Добрая женщина приняла деньги. И почему было не принять? Всякий на ее месте сделал бы то же самое. Подал разве тайный этот доброхот малейший повод для подозрения? Он же неизвестным захотел остаться, незнакомым, сам о шашнях предупредил и безупречной нравственностью обусловил свои благодеяния. Чего же, кажется, больше?

Госпожа Крамм взяла деньги и потихоньку наняла учителей музыки и пения для Фанни. Только ей раскрыла она секрет, Терезу же в него не посвятила, что было ошибкой. Она опасалась, и не без основания, что та, по суровости своей, вышвырнет деньги за окно: дескать, порядочная девушка ни от кого, ни под каким видом не должна их принимать, если сама честно не заработала! И еще одно: артистическая карьера. Это в свой черед встретило бы сильнейшие возражения. Об этом не смели они и заикаться.

Но от Терезы нельзя было ничего утаить.

Она сразу, в первые же дни заметила в настроении девушки перемену.

В сердце Фанни запало, что она владеет сокровищем, которое поможет ей возвыситься над остальными, славы добиться. И тотчас пропала у нее охота к простой работе, скромным развлечениям, которым она, бывало, так радовалась. И с молодым подмастерьем не болтала уже с прежним увлечением. Часто задумывалась и по целым часам мечтала о чем-то, а после говорила тетке, что за хлопоты когда-нибудь _богато вознаградит_ ее.

Как вздрогнула Тереза при этих словах!..

Племянница, значит, грезит о _богатстве_. Искуситель показал ей мир и сказал: "Все это дам тебе, если поклонишься мне". А ей и не приходит в голову ответить: "Отойди от меня. Сатана!"

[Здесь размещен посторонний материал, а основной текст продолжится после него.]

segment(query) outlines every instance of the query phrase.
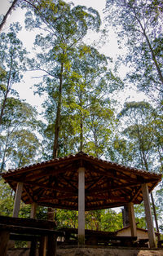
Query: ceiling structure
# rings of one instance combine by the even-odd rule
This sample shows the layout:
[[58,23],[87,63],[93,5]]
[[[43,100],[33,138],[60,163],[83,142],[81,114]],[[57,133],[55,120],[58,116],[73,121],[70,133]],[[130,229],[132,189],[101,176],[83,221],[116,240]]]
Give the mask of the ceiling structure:
[[78,210],[78,172],[85,167],[86,210],[123,206],[143,201],[141,184],[149,192],[161,179],[161,174],[126,167],[80,152],[2,174],[16,190],[24,183],[22,201],[58,209]]

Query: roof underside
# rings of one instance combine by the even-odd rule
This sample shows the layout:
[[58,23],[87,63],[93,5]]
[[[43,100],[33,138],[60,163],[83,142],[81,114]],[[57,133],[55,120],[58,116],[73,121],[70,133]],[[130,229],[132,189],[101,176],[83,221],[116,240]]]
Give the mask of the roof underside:
[[151,192],[161,174],[125,167],[79,152],[41,164],[9,170],[2,178],[15,191],[24,183],[22,200],[47,207],[78,209],[79,167],[85,167],[86,210],[122,206],[143,201],[141,184]]

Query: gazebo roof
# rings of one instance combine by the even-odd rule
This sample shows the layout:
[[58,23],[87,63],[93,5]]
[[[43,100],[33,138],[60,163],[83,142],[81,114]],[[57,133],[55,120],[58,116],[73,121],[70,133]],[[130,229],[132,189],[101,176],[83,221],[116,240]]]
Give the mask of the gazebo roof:
[[15,191],[24,183],[21,199],[47,207],[78,209],[79,167],[85,167],[86,210],[122,206],[143,201],[141,184],[151,192],[161,174],[126,167],[89,156],[83,152],[21,169],[10,170],[2,178]]

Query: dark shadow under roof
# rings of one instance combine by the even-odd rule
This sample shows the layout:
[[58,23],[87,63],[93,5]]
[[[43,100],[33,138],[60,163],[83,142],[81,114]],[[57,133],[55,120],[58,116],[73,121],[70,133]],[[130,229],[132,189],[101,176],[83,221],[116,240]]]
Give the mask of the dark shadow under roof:
[[25,166],[2,174],[16,190],[24,183],[22,201],[47,207],[78,209],[79,167],[85,167],[86,210],[122,206],[143,201],[141,184],[148,183],[151,192],[161,174],[126,167],[89,156],[82,152]]

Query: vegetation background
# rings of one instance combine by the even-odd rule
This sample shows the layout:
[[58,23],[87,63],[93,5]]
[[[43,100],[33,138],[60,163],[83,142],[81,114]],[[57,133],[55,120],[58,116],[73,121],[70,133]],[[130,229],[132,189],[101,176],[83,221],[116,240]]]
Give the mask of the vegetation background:
[[[162,173],[162,1],[107,0],[101,17],[76,3],[15,0],[1,15],[1,172],[84,151]],[[34,104],[26,99],[30,87]],[[11,215],[14,192],[2,179],[0,186],[0,214]],[[154,192],[160,231],[162,196],[161,183]],[[145,228],[143,208],[134,210]],[[29,213],[22,203],[20,215]],[[123,227],[114,210],[86,218],[86,228]],[[77,227],[77,212],[57,210],[55,218]]]

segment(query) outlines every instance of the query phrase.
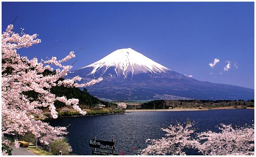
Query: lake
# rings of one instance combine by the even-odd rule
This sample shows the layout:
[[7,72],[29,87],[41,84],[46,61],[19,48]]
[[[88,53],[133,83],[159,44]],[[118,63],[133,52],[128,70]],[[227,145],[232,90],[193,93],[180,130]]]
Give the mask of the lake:
[[[220,123],[243,125],[254,123],[254,110],[226,109],[189,111],[137,112],[124,114],[58,118],[47,119],[45,121],[52,126],[67,126],[68,142],[73,150],[72,153],[78,155],[91,155],[93,148],[89,146],[89,139],[111,141],[115,143],[115,152],[124,151],[127,155],[131,152],[146,147],[148,139],[161,138],[165,132],[161,127],[167,127],[171,121],[185,122],[188,118],[196,123],[194,125],[198,132],[210,129],[218,131]],[[196,155],[194,151],[188,155]]]

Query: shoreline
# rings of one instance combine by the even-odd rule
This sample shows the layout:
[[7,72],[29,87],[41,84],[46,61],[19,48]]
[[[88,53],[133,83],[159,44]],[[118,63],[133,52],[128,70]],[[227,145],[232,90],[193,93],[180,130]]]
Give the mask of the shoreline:
[[[200,111],[200,110],[226,110],[226,109],[243,109],[239,108],[234,108],[230,107],[223,107],[218,108],[203,108],[199,109],[198,108],[177,108],[177,109],[132,109],[132,110],[126,110],[126,112],[164,112],[164,111]],[[247,109],[254,109],[254,108],[247,108]]]

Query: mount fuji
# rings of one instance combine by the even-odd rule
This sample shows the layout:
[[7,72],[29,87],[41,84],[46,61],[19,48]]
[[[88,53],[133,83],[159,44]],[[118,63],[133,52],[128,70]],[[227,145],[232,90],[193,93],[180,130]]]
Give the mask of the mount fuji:
[[248,100],[254,90],[196,80],[173,71],[131,48],[116,50],[101,59],[70,71],[81,83],[102,77],[87,88],[100,98],[115,100],[154,99]]

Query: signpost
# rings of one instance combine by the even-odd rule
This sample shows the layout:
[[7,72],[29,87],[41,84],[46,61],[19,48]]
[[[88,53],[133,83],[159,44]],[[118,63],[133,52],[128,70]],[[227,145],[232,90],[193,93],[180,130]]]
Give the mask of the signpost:
[[[89,140],[89,145],[91,147],[94,148],[92,151],[92,155],[118,155],[118,154],[115,154],[115,142],[114,139],[112,141],[102,141],[96,140],[96,137],[94,137],[94,139]],[[96,149],[106,149],[111,151],[112,153],[105,151],[96,151]]]
[[92,151],[92,155],[118,155],[117,154],[113,154],[109,152]]

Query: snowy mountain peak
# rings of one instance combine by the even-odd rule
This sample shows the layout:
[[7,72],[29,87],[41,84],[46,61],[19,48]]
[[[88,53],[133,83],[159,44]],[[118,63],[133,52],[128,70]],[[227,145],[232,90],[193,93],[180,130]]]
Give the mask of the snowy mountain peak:
[[166,72],[170,69],[156,63],[141,53],[129,48],[116,50],[101,59],[82,68],[92,67],[90,74],[94,75],[100,69],[104,69],[105,72],[110,67],[114,68],[117,76],[123,75],[125,78],[130,74],[151,72]]

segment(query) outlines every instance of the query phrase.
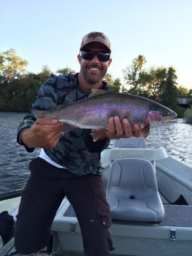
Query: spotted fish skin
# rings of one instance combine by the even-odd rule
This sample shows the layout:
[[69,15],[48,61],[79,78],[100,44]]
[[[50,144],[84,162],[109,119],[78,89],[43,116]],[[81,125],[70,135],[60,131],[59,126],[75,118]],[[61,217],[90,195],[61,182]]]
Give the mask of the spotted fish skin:
[[93,89],[87,99],[60,106],[52,111],[34,111],[36,118],[51,117],[63,123],[62,132],[73,129],[96,129],[99,137],[108,129],[109,118],[118,116],[122,124],[128,119],[132,128],[135,123],[141,128],[141,135],[146,137],[150,129],[176,122],[172,120],[177,114],[168,108],[150,99],[127,93]]

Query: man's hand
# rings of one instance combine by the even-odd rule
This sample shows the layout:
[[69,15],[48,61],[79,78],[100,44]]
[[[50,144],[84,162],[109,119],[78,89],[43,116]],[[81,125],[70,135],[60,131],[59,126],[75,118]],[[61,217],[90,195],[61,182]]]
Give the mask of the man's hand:
[[105,134],[111,140],[120,138],[129,138],[134,136],[140,137],[140,127],[137,124],[134,125],[134,131],[132,131],[130,123],[127,119],[123,120],[124,131],[121,124],[119,118],[118,116],[110,117],[109,120],[109,130],[106,130]]
[[129,138],[131,136],[137,138],[140,137],[140,128],[138,124],[134,125],[134,131],[132,131],[130,123],[127,119],[124,119],[123,123],[124,131],[118,116],[110,117],[109,120],[108,130],[105,130],[103,134],[96,141],[96,143],[99,143],[107,137],[110,140],[119,140],[120,138]]
[[62,123],[50,118],[37,119],[21,132],[22,141],[28,148],[54,148],[61,137]]

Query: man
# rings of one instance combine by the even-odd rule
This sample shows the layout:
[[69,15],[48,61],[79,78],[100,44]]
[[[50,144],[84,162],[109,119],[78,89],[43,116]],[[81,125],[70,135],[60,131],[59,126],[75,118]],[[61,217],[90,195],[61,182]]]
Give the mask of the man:
[[[87,98],[93,88],[110,90],[102,81],[112,61],[108,38],[102,33],[90,33],[83,37],[80,50],[79,73],[51,76],[41,86],[32,111],[55,110],[60,105]],[[94,142],[90,130],[76,128],[61,135],[62,124],[57,120],[36,120],[31,112],[24,118],[17,142],[28,152],[35,148],[41,151],[29,163],[31,174],[17,215],[15,238],[18,253],[31,255],[46,250],[52,221],[66,195],[81,227],[85,254],[109,255],[113,250],[108,230],[111,218],[101,177],[100,153],[110,139],[133,134],[140,136],[138,125],[133,133],[128,121],[123,122],[124,129],[118,116],[111,117],[108,130]]]

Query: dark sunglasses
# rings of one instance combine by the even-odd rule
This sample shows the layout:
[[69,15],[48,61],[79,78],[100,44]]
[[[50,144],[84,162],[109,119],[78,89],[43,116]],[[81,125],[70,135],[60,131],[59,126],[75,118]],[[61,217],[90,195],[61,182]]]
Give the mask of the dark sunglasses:
[[104,53],[104,52],[95,52],[94,51],[89,52],[81,51],[79,54],[84,60],[87,60],[87,61],[90,61],[93,59],[95,55],[97,55],[97,58],[100,61],[108,61],[110,58],[110,53]]

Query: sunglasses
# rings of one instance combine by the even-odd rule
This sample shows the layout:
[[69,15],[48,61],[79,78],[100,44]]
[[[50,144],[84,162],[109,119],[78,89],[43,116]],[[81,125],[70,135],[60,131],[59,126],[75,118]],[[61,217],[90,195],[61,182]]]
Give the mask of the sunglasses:
[[87,60],[87,61],[90,61],[93,59],[95,55],[97,55],[97,58],[100,61],[108,61],[110,58],[110,53],[105,53],[100,52],[95,52],[94,51],[90,52],[81,51],[79,54],[84,60]]

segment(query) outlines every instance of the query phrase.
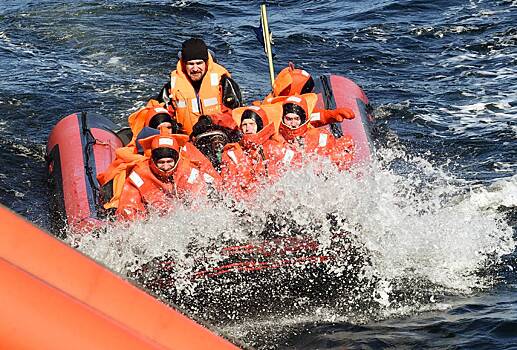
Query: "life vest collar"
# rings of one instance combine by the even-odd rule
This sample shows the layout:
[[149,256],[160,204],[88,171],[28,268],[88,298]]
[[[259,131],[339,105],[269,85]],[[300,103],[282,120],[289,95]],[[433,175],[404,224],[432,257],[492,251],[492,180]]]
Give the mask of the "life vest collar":
[[275,125],[269,123],[262,130],[255,134],[244,134],[242,136],[242,147],[245,149],[256,148],[263,145],[267,140],[275,134]]

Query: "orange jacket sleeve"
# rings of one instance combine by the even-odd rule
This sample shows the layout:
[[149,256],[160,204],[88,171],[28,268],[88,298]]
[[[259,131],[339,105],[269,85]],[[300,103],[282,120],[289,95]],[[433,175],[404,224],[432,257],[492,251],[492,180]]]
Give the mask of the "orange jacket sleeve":
[[119,206],[115,215],[121,221],[144,219],[147,216],[147,210],[140,192],[127,180],[122,189]]

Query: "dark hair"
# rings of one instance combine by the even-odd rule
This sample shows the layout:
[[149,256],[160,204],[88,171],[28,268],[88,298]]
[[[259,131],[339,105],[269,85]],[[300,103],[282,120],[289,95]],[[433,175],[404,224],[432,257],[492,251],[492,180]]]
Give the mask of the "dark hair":
[[252,111],[251,109],[247,109],[242,113],[241,116],[241,125],[242,122],[246,119],[253,119],[255,123],[257,123],[257,132],[264,128],[264,123],[262,122],[262,118],[257,114],[257,112]]
[[167,113],[160,113],[151,118],[149,121],[149,127],[153,129],[158,129],[158,126],[161,123],[173,123],[172,118]]
[[304,124],[305,121],[307,120],[307,114],[305,113],[303,108],[298,106],[295,103],[286,103],[282,106],[282,109],[283,109],[282,117],[285,117],[286,114],[294,113],[294,114],[297,114],[300,116],[300,120],[301,120],[302,124]]
[[203,40],[190,38],[181,44],[181,60],[183,62],[191,60],[208,60],[208,48]]
[[312,92],[314,90],[314,79],[312,77],[309,77],[309,79],[305,82],[305,85],[303,85],[301,94],[307,94],[309,92]]
[[174,161],[177,162],[179,154],[172,148],[159,147],[151,151],[151,158],[153,159],[153,162],[156,162],[162,158],[174,158]]

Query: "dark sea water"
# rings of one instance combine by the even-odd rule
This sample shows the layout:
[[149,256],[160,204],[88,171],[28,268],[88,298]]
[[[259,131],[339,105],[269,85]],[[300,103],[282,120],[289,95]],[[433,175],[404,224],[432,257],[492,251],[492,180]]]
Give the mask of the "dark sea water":
[[[3,0],[0,202],[50,229],[52,126],[78,111],[123,126],[192,35],[209,43],[247,102],[265,96],[267,63],[251,30],[259,5]],[[517,2],[286,0],[268,11],[277,72],[293,61],[314,76],[347,76],[375,109],[376,171],[360,184],[302,174],[312,190],[297,199],[314,201],[316,214],[339,203],[333,210],[360,227],[357,239],[373,252],[376,278],[373,292],[350,290],[353,305],[322,302],[217,330],[257,349],[517,349]],[[157,225],[188,234],[192,222],[207,232],[231,224],[224,213],[189,215]],[[146,242],[147,250],[164,243]],[[109,243],[82,249],[122,271]]]

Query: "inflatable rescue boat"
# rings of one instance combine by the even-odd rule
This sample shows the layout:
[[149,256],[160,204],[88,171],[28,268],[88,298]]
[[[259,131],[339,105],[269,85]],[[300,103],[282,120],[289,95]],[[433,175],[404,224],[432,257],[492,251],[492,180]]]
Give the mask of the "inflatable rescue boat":
[[[363,90],[348,78],[324,75],[315,79],[314,92],[320,109],[348,107],[354,111],[354,119],[326,128],[337,138],[352,137],[355,144],[352,166],[370,162],[374,156],[370,132],[372,109]],[[96,175],[113,161],[115,149],[125,145],[127,138],[123,135],[110,120],[85,113],[64,117],[52,130],[46,159],[54,230],[59,235],[65,235],[64,227],[68,232],[87,234],[105,222]],[[215,265],[200,264],[193,278],[223,280],[222,276],[260,274],[287,266],[319,267],[335,258],[322,255],[316,241],[300,236],[276,237],[252,244],[240,242],[219,249],[226,258]],[[145,280],[144,284],[156,291],[169,283],[168,263],[166,259],[158,259],[144,266],[136,278]],[[157,273],[156,269],[161,272]],[[154,277],[149,278],[148,274],[142,277],[151,270]]]

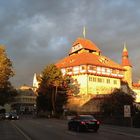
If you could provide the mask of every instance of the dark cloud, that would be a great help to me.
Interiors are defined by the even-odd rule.
[[[140,79],[139,0],[7,0],[0,2],[0,42],[7,46],[16,76],[13,84],[32,84],[34,72],[66,56],[72,43],[87,38],[121,62],[127,42],[134,80]]]

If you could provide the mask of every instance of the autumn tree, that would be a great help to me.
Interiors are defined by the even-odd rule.
[[[9,81],[13,75],[12,62],[7,57],[5,47],[0,45],[0,105],[11,101],[16,94],[16,90]]]
[[[67,102],[67,78],[54,64],[46,66],[41,74],[37,108],[43,111],[62,113]]]

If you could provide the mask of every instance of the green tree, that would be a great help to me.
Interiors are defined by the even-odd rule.
[[[9,81],[13,75],[12,62],[7,57],[4,46],[0,45],[0,105],[11,101],[16,93]]]
[[[41,74],[37,108],[53,114],[62,112],[67,102],[67,78],[54,64],[46,66]]]
[[[101,105],[101,110],[106,116],[123,116],[124,105],[130,105],[132,113],[135,109],[133,103],[135,98],[131,92],[125,93],[121,89],[116,89],[112,94],[106,95]]]

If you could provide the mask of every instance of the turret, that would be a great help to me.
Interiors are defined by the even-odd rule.
[[[123,80],[127,82],[129,87],[131,88],[132,87],[132,65],[129,61],[126,44],[124,44],[124,49],[122,52],[122,66],[125,69]]]

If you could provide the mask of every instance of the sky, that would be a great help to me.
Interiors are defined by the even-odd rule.
[[[0,44],[13,63],[13,86],[68,55],[83,37],[121,63],[126,42],[133,81],[140,80],[140,0],[0,0]]]

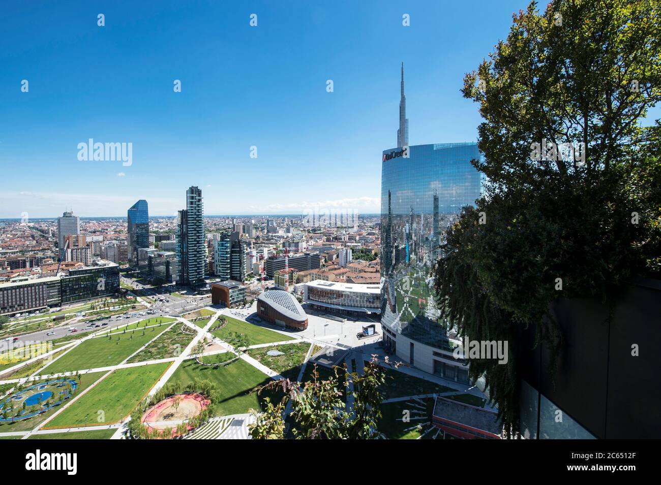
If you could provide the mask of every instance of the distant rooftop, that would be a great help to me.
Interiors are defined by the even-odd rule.
[[[356,293],[369,293],[381,294],[380,284],[360,284],[358,283],[343,283],[339,281],[324,281],[315,280],[305,283],[308,286],[319,288],[325,290],[334,290],[336,291],[348,291]]]
[[[214,281],[212,283],[212,285],[216,285],[217,286],[224,286],[225,288],[236,288],[237,286],[241,286],[243,283],[240,281],[236,281],[235,280],[225,280],[225,281]]]

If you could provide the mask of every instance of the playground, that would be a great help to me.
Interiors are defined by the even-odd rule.
[[[68,399],[77,387],[73,379],[59,379],[12,394],[0,403],[0,422],[13,422],[46,412]]]

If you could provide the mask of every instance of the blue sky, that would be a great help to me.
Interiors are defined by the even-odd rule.
[[[191,185],[208,214],[378,212],[400,63],[409,143],[475,141],[463,75],[527,3],[5,3],[0,217],[126,215],[139,199],[172,215]],[[132,143],[132,165],[79,160],[90,138]]]

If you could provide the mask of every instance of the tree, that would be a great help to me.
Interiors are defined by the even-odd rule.
[[[470,366],[508,433],[519,426],[518,329],[533,325],[557,356],[549,308],[561,296],[613,305],[632,276],[661,275],[661,127],[641,123],[661,100],[660,9],[556,0],[540,13],[533,2],[464,79],[485,120],[473,165],[488,182],[447,232],[435,286],[448,327],[510,342],[506,365]]]
[[[319,371],[315,366],[312,380],[303,385],[288,379],[272,381],[256,388],[258,393],[264,389],[280,389],[285,397],[277,405],[266,399],[264,413],[258,415],[256,422],[251,425],[250,433],[253,439],[282,439],[284,437],[284,422],[282,410],[288,401],[292,401],[290,417],[298,429],[293,430],[297,439],[366,439],[381,435],[377,429],[377,421],[381,417],[383,396],[378,389],[386,379],[385,373],[379,365],[376,356],[365,366],[364,373],[350,373],[346,368],[334,368],[335,378],[319,379]],[[344,373],[344,385],[354,383],[354,406],[346,409],[342,400],[342,392],[338,389],[337,377]],[[254,414],[257,413],[251,410]]]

Охотник искусно расставил сети.

Движимая признательностью, девушка не раз подступала к г-же Крамм, уговаривая сводить ее к неведомой благодетельнице, чтобы горячо поблагодарить, совет получить на будущее и попросить как-нибудь теткино сердце умягчить. Понуждениями этими она в конце концов совсем обезоружила недалекую старуху, заставив ее сознаться, что тайный благотворитель - не женщина, а мужчина, который предпочел бы навсегда остаться неизвестным.

Открытие это поначалу устрашило Фанни, но тем сильнее раздразнило вскоре ее любопытство. Кто он, этот мужчина, желающий ее осчастливить, но избегающий даже взгляда; который настолько осторожен, так опасается великодушным своим даром повредить ее доброй славе, что имени своего не открывает?

И лишь естественно, что девичье воображение соткало идеальный образ неведомого покровителя. Высокий, сумрачный человек с бледным лицом, который никогда не улыбается, - единственно только творя добро: таким виделся он ей. Мягкий его взгляд часто преследовал ее во сне.

Встречаясь на улице с молодыми людьми, девушка нет-нет да и кинет украдкой взор: не это ли ее тайный благодетель?

Но все они мало походили на хранимый в душе высокий образ.

Наконец в один прекрасный день увидела она похожее лицо с такими же глазами и взглядом, какой ей представлялся. Да, это он, ее идеал, ее тайный добрый гений, не желающий открыться! Да, да, о нем грезила она, об этих голубых очах, этих благородных чертах, этом стройном стане.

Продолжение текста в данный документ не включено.